Cost-effectiveness modeling often requires extrapolation of survival data from clinical trials over a long-term horizon. The choice of extrapolation method is often uncertain and can have a profound impact on the results. We propose a novel Bayesian approach towards incorporating external information (e.g., registry data or clinical opinion) into the extrapolation process as a means of reducing this uncertainty.

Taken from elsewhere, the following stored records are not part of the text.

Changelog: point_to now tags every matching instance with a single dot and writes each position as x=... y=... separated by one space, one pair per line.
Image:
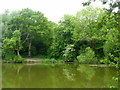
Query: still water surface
x=57 y=76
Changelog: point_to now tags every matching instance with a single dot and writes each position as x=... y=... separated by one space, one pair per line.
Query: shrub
x=69 y=53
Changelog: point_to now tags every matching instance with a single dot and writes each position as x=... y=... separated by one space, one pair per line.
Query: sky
x=54 y=10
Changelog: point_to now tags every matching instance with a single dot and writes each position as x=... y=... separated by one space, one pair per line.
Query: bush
x=18 y=59
x=87 y=57
x=69 y=53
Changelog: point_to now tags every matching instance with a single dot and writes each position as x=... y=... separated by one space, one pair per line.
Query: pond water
x=71 y=75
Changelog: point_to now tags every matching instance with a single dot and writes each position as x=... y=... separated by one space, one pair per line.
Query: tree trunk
x=18 y=53
x=92 y=44
x=29 y=48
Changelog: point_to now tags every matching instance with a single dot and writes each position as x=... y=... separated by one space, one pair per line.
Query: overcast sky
x=54 y=10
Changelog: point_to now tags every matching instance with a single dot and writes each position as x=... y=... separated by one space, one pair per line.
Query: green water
x=56 y=76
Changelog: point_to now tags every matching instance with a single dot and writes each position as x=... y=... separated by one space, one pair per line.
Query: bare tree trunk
x=29 y=48
x=18 y=53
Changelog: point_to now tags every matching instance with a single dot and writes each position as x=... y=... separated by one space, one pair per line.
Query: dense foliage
x=91 y=36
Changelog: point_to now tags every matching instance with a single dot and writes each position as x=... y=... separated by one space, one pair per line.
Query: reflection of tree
x=86 y=70
x=56 y=76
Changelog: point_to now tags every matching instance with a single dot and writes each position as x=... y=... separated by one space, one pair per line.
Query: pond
x=48 y=75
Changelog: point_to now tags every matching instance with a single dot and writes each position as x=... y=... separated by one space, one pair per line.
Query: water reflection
x=71 y=75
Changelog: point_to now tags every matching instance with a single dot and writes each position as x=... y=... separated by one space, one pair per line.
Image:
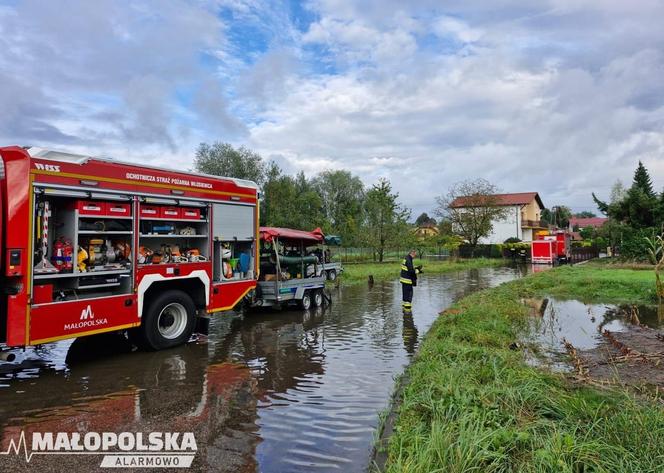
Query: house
x=582 y=223
x=522 y=221
x=426 y=231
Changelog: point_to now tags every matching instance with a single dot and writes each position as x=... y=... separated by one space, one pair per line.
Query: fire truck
x=92 y=245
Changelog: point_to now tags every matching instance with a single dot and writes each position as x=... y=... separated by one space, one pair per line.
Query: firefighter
x=408 y=280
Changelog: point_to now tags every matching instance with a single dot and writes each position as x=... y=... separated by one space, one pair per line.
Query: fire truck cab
x=91 y=245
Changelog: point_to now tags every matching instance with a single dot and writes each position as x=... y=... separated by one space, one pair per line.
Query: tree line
x=335 y=200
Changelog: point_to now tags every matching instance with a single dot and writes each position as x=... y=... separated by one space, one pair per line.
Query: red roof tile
x=520 y=198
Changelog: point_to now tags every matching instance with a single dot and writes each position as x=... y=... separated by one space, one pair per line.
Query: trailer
x=551 y=247
x=91 y=245
x=290 y=269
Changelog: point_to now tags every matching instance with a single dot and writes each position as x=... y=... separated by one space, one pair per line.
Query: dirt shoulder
x=472 y=403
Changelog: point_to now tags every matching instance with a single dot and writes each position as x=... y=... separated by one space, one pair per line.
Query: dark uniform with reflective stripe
x=408 y=280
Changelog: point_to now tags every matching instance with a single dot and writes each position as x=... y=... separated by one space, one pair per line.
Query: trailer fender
x=299 y=293
x=150 y=279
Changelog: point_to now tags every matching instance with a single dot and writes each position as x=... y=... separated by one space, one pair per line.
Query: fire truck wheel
x=168 y=321
x=305 y=303
x=318 y=298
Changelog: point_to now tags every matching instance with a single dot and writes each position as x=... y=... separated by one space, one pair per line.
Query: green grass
x=593 y=283
x=472 y=404
x=359 y=272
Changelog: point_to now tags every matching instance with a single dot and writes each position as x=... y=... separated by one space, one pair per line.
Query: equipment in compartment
x=98 y=254
x=62 y=255
x=151 y=227
x=42 y=293
x=44 y=266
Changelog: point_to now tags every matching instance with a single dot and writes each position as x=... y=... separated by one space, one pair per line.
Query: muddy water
x=277 y=391
x=556 y=321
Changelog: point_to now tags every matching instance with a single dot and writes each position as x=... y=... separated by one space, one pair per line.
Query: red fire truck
x=550 y=248
x=91 y=245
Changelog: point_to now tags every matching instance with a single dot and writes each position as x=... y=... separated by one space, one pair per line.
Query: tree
x=471 y=206
x=424 y=220
x=585 y=214
x=638 y=207
x=222 y=159
x=642 y=180
x=385 y=218
x=342 y=196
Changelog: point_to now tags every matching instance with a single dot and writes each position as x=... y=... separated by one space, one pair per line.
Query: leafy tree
x=342 y=196
x=424 y=219
x=558 y=215
x=385 y=218
x=642 y=180
x=585 y=214
x=222 y=159
x=471 y=206
x=618 y=192
x=638 y=207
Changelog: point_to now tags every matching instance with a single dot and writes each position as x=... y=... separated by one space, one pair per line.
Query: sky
x=561 y=97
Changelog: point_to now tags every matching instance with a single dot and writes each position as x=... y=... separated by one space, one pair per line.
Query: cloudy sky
x=562 y=97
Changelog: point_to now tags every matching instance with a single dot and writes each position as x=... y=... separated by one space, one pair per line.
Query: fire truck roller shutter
x=234 y=222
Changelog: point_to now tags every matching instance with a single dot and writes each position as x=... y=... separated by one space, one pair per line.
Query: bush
x=633 y=243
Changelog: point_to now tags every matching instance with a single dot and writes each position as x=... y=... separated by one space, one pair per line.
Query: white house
x=522 y=221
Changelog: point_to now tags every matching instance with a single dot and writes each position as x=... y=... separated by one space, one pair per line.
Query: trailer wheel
x=318 y=298
x=305 y=303
x=168 y=320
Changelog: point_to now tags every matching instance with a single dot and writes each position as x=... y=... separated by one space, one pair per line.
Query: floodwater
x=274 y=391
x=583 y=326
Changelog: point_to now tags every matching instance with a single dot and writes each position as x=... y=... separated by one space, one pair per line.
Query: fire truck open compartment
x=234 y=233
x=87 y=256
x=92 y=245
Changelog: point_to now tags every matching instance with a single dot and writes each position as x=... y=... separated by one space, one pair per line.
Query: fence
x=583 y=253
x=365 y=255
x=518 y=252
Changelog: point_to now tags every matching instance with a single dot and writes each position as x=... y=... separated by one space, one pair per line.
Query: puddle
x=286 y=391
x=617 y=343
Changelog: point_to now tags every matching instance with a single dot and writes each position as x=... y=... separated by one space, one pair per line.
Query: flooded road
x=274 y=392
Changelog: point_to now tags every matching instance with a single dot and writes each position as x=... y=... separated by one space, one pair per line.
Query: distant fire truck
x=551 y=247
x=91 y=245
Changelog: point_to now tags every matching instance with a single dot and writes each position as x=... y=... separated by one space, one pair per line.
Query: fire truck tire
x=305 y=303
x=318 y=298
x=168 y=321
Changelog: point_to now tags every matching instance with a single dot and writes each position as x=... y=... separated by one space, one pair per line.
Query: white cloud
x=560 y=97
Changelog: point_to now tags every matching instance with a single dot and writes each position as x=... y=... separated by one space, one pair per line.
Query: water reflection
x=274 y=391
x=409 y=333
x=582 y=324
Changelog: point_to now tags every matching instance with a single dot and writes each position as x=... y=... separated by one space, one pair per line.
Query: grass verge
x=360 y=272
x=472 y=404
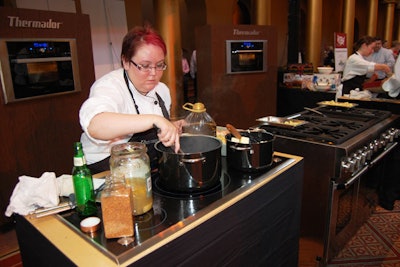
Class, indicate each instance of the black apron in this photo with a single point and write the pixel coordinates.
(353, 83)
(149, 138)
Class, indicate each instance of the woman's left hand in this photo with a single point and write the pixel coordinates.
(168, 134)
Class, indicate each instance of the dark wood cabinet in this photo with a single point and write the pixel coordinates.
(258, 227)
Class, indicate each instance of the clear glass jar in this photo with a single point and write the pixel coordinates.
(116, 206)
(198, 121)
(131, 160)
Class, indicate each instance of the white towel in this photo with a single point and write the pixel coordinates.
(31, 193)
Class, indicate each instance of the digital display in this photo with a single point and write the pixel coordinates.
(40, 45)
(246, 56)
(248, 45)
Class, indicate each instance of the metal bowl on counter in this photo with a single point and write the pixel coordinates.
(196, 167)
(255, 155)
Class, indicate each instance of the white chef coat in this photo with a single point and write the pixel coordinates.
(392, 85)
(356, 65)
(383, 56)
(110, 94)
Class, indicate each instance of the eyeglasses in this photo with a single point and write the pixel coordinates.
(147, 68)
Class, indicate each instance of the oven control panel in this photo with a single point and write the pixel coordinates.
(370, 153)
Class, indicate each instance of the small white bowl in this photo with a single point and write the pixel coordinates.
(325, 70)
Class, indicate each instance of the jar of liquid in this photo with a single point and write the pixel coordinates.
(131, 160)
(116, 206)
(198, 121)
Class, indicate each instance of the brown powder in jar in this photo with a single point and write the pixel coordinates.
(117, 214)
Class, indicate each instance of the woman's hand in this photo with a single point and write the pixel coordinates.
(179, 124)
(168, 133)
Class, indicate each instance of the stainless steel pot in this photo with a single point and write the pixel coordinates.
(256, 155)
(197, 168)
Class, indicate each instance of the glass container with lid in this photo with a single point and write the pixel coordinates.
(131, 160)
(116, 206)
(198, 121)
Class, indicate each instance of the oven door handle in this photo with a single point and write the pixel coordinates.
(348, 183)
(388, 149)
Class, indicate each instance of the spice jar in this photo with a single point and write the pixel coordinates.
(116, 206)
(131, 160)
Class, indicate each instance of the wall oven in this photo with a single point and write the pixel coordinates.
(32, 68)
(246, 56)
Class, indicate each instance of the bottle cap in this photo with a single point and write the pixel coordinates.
(90, 224)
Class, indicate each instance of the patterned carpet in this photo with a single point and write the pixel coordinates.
(377, 242)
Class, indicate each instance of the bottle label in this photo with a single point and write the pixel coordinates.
(79, 161)
(148, 183)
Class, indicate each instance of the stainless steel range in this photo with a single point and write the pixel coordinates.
(341, 147)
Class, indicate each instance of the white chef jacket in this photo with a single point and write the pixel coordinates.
(356, 65)
(383, 56)
(110, 94)
(392, 85)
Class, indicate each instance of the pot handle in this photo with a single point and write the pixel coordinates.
(193, 160)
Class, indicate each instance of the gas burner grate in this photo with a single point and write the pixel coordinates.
(334, 127)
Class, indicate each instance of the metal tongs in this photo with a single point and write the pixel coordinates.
(63, 206)
(315, 111)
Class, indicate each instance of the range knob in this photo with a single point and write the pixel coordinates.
(373, 146)
(368, 152)
(347, 165)
(363, 156)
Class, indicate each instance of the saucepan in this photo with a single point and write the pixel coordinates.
(196, 167)
(254, 154)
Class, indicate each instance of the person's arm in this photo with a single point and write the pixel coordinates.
(108, 126)
(383, 67)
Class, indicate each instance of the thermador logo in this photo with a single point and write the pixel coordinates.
(239, 32)
(21, 23)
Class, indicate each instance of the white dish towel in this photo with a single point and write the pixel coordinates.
(31, 193)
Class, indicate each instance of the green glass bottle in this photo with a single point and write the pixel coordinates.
(83, 184)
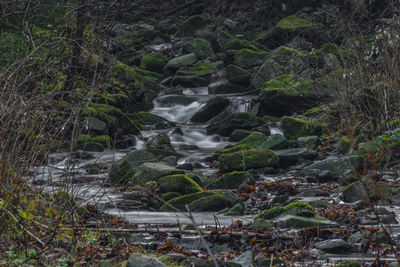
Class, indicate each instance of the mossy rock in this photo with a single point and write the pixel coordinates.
(294, 128)
(248, 159)
(278, 211)
(236, 74)
(179, 183)
(232, 180)
(170, 195)
(214, 202)
(254, 140)
(201, 47)
(232, 149)
(287, 94)
(192, 25)
(237, 44)
(195, 76)
(344, 145)
(348, 263)
(180, 202)
(154, 61)
(247, 58)
(225, 125)
(97, 143)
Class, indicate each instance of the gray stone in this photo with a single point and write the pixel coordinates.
(152, 171)
(288, 157)
(139, 260)
(337, 246)
(245, 259)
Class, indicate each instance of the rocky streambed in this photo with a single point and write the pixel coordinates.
(263, 190)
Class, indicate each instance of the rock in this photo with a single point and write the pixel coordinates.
(226, 87)
(310, 142)
(95, 125)
(293, 26)
(248, 159)
(201, 47)
(247, 58)
(281, 210)
(139, 260)
(161, 142)
(192, 25)
(336, 246)
(232, 180)
(154, 61)
(195, 76)
(344, 145)
(288, 157)
(236, 74)
(366, 191)
(239, 134)
(295, 127)
(293, 221)
(246, 259)
(214, 202)
(152, 171)
(254, 140)
(337, 166)
(286, 94)
(240, 120)
(281, 61)
(213, 107)
(237, 44)
(181, 61)
(261, 224)
(276, 142)
(178, 183)
(122, 170)
(180, 202)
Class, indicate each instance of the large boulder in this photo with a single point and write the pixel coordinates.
(240, 120)
(140, 260)
(288, 157)
(178, 183)
(248, 159)
(154, 62)
(296, 127)
(122, 170)
(286, 94)
(232, 180)
(195, 76)
(247, 58)
(152, 171)
(282, 60)
(201, 47)
(213, 107)
(236, 74)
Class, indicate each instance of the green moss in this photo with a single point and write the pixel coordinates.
(344, 145)
(295, 127)
(246, 58)
(201, 47)
(180, 202)
(237, 44)
(254, 140)
(201, 70)
(293, 22)
(154, 62)
(179, 183)
(150, 119)
(232, 149)
(278, 211)
(248, 159)
(348, 263)
(191, 25)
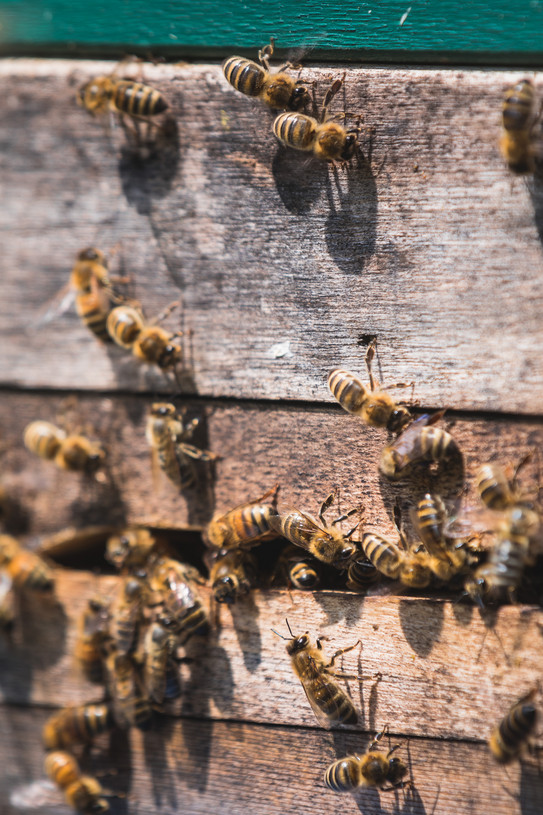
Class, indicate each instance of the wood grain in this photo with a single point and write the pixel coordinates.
(447, 671)
(307, 450)
(204, 765)
(285, 267)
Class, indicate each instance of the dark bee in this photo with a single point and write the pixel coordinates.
(373, 769)
(375, 407)
(327, 140)
(517, 143)
(510, 736)
(420, 441)
(278, 90)
(76, 725)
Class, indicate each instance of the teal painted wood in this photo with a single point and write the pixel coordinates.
(505, 29)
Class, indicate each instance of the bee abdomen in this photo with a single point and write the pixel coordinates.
(138, 99)
(43, 439)
(509, 735)
(343, 775)
(348, 389)
(518, 105)
(244, 75)
(295, 130)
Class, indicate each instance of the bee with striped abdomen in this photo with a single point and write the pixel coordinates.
(244, 526)
(373, 769)
(93, 639)
(82, 792)
(147, 341)
(168, 436)
(326, 139)
(277, 90)
(72, 452)
(76, 725)
(374, 406)
(322, 540)
(329, 702)
(519, 117)
(232, 573)
(421, 441)
(510, 736)
(26, 570)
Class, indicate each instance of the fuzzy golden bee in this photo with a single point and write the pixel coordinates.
(82, 792)
(374, 406)
(168, 436)
(421, 441)
(72, 452)
(519, 117)
(76, 725)
(244, 526)
(26, 570)
(322, 540)
(373, 769)
(121, 96)
(328, 700)
(278, 90)
(147, 341)
(510, 736)
(325, 139)
(93, 639)
(231, 574)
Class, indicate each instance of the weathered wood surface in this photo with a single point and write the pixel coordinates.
(201, 767)
(446, 672)
(285, 267)
(307, 450)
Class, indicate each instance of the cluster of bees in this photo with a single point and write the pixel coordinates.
(131, 646)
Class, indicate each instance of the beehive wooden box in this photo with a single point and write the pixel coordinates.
(285, 270)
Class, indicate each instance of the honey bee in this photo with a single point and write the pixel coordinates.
(167, 436)
(182, 607)
(327, 140)
(301, 572)
(325, 543)
(128, 614)
(76, 725)
(69, 452)
(131, 707)
(131, 549)
(244, 526)
(517, 143)
(329, 702)
(26, 570)
(398, 564)
(93, 294)
(511, 734)
(7, 602)
(121, 96)
(148, 342)
(82, 792)
(159, 646)
(361, 574)
(374, 407)
(231, 574)
(516, 526)
(420, 441)
(93, 639)
(278, 90)
(373, 769)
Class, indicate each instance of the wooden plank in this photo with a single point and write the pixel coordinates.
(224, 765)
(370, 29)
(285, 268)
(308, 451)
(433, 656)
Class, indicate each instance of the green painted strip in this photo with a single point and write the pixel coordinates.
(501, 27)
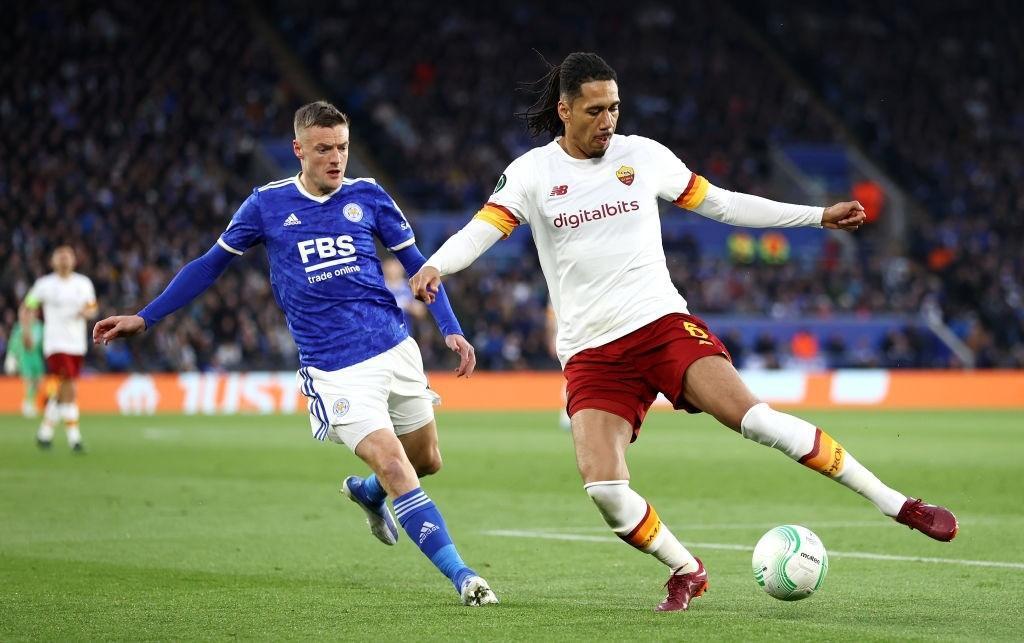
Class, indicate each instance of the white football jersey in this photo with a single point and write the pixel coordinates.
(62, 300)
(598, 233)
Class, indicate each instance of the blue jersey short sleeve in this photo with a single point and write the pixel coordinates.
(325, 270)
(246, 228)
(390, 224)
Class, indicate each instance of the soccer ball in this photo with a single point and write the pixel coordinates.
(790, 562)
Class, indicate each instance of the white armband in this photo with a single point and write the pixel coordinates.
(464, 247)
(750, 211)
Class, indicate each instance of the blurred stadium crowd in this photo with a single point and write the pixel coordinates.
(132, 132)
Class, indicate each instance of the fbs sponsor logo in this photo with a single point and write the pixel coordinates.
(341, 406)
(427, 529)
(604, 211)
(626, 174)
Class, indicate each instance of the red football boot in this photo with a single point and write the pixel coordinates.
(932, 520)
(684, 587)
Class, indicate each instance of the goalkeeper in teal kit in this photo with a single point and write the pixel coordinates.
(28, 361)
(360, 371)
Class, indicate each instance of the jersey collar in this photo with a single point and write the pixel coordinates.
(307, 195)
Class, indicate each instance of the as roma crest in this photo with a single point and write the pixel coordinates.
(625, 174)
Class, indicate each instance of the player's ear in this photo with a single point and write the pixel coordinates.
(564, 111)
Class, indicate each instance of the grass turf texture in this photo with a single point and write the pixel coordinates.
(194, 527)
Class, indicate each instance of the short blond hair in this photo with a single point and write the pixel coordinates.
(318, 114)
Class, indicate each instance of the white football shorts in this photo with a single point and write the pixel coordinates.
(387, 391)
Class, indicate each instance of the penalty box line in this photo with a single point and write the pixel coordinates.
(583, 538)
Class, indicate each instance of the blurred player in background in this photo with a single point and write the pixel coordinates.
(625, 333)
(25, 356)
(67, 299)
(360, 370)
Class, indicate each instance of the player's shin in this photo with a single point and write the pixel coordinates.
(51, 416)
(69, 413)
(816, 449)
(634, 520)
(425, 526)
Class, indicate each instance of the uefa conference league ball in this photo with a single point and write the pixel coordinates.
(790, 562)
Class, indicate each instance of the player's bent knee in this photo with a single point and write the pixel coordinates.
(430, 465)
(393, 471)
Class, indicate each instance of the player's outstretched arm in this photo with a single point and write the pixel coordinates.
(847, 215)
(192, 280)
(750, 211)
(456, 254)
(118, 326)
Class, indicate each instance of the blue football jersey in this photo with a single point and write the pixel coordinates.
(324, 266)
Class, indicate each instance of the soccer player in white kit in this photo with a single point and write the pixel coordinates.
(68, 300)
(625, 333)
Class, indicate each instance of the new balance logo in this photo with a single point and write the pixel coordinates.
(427, 529)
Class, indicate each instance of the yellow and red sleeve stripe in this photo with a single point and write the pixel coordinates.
(693, 196)
(499, 216)
(826, 455)
(644, 533)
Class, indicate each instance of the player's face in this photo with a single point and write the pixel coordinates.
(64, 260)
(324, 155)
(590, 119)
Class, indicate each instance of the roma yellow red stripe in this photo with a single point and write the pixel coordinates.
(499, 216)
(644, 533)
(694, 194)
(826, 455)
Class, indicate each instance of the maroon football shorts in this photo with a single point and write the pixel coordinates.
(624, 377)
(65, 366)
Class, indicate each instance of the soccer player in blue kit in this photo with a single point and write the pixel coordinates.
(360, 371)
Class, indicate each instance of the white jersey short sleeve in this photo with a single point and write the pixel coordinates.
(598, 233)
(513, 200)
(62, 301)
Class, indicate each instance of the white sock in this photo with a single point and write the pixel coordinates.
(634, 520)
(69, 412)
(814, 448)
(51, 415)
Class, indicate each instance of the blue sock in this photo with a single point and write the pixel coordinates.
(373, 490)
(425, 526)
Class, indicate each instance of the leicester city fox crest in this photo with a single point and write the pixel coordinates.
(352, 212)
(341, 406)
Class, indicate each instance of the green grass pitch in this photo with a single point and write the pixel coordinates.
(196, 527)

Standard parametric survival curves are fitted to immature time-to-event data using maximum likelihood estimation (MLE). Separately, external information on expected cohort-level survival at a future time point is used to specify a prior probability distribution. These are combined to generate posterior distributions of survival curve extrapolations that simultaneously incorporate both observed data and external information. This is done using importance sampling and multivariate normal approximations of the likelihood and posterior distributions; it requires only summary model parameter estimates (and not patient-level data). We apply our method to analyze survival data from the KEYNOTE-426 trial of pembrolizumab+axitinib in advanced renal cell carcinoma.

The method was implemented in R, and outputs survival curve parameters that are compatible with cost-effectiveness models developed in other software (e.g., Microsoft Excel). In all examples considered, our method resulted in extrapolated survival predictions that were more closely aligned with the external information compared with the standard (MLE-based) approach. Incorporation of external information decreased between-distribution variance (reduced structural uncertainty), and generally also decreased within-distribution variance as well (reduced parameter uncertainty). Results were comparable with those obtained from the method of Cooney and White, which uses similar ideas but requires full patient-level data and is more computationally complex.

The extrapolation method we describe can reduce uncertainty when valid external information is available. Only MLE-based parameter estimates are required to implement our method, thus secondary model users such as HTA agencies can adjust survival extrapolations from existing cost-effectiveness models without access to patient-level data. Implementation is straightforward and computationally efficient, and outputs are easily incorporated into existing cost-effectiveness models.